A partir de 5 de maio de 2025, o governo federal irá reiniciar as cobranças involuntárias dos empréstimos em default, ou seja, dívidas inadimplentes, que inclui a reativação do Treasury Offset Program, que permite a retenção de restituições do imposto de renda, salários federais e outros pagamentos para quitar dívidas educacionais vencidas. De acordo com o press-release do governo Trump, 5 milhões de estudantes estão em default (sem pagamentos em mais de 270 dias) e 4 milhões estão em late-stage deliquency (sem pagamentos entre 90 e 269 dias) que entrarão em default em alguns meses, elevando o número de default para quase 25% do portfólio da dívida estudantil. Esse retorno das cobranças forçadas visa, segundo a administração, garantir que os contribuintes não arquem com uma dívida que foi assumida voluntariamente pelos estudantes. Apenas 48% dos mutuários estão em dia com suas obrigações, o que evidencia a dificuldade financeira enfrentada por uma parte significativa da população com empréstimos em default. A expectativa é que a retomada dessas cobranças aumente a pressão sobre o consumo e eleve a inadimplência no curto prazo.

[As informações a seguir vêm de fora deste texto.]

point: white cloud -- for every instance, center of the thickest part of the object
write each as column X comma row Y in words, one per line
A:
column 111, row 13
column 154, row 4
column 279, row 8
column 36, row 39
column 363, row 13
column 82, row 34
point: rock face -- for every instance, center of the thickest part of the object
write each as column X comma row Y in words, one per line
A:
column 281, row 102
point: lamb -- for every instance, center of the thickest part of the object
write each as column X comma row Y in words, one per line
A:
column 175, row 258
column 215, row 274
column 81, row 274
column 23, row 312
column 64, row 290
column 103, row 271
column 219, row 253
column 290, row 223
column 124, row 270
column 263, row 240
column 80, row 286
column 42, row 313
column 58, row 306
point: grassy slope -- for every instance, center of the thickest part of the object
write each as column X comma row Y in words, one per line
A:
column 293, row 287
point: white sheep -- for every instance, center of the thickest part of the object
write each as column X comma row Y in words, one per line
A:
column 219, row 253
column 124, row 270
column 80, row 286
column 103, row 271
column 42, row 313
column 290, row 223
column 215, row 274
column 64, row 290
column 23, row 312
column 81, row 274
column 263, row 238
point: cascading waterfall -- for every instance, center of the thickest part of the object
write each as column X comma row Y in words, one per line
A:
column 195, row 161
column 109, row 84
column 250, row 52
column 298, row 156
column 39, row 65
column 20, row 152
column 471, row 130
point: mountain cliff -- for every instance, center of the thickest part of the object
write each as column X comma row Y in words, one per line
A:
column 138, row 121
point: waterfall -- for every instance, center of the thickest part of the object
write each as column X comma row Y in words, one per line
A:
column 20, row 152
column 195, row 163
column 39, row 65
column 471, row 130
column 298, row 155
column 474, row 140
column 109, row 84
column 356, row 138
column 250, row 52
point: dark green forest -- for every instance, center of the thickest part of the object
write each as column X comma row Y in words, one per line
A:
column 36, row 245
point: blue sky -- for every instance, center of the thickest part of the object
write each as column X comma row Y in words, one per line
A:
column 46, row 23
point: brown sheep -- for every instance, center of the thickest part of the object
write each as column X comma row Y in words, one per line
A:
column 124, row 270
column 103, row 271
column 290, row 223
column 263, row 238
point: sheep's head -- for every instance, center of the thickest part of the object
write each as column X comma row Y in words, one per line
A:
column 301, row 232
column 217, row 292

Do ponto de vista macroeconômico, a retomada dos pagamentos tem implicações relevantes para o crescimento do PIB. Como o consumo das famílias representa cerca de 68% da economia americana, qualquer compressão da renda disponível afeta diretamente o ritmo de crescimento. Projeções da Oxford Economics e da RSM indicam que a volta das cobranças pode reduzir o PIB em cerca de 0,3 ponto percentual em 2025. Embora não suficiente para causar uma recessão, o impacto é significativo, especialmente em setores sensíveis ao consumo discricionário como turismo, bens duráveis e varejo. Além disso, a concentração da dívida em faixas etárias mais jovens e em pessoas com menor patrimônio líquido agrava seus efeitos distributivos. Devedores com altos saldos e baixa renda podem atrasar decisões como comprar uma casa, formar família ou abrir um negócio. Isso compromete a mobilidade social e pode reduzir, a longo prazo, a produtividade da economia. Por outro lado, o pagamento de dívidas em default arrefece, de certa maneira, a pressão causada pelo fiscal americano. Em um momento de busca por cortes de custos para ajustar a balança interna, o pagamento dos USD 200 bi de dívida em default ou atraso (em números pré-pandemia, antes do início da suspensão de pagamentos) pode aliviar o balanço federal. O governo enfrenta uma disjuntiva: ao insistir na cobrança integral, ele preserva os ativos públicos, mas pode gerar inadimplência em massa; ao oferecer perdões ou reduções generalizadas, abre um precedente fiscal custoso que afeta a dívida pública federal.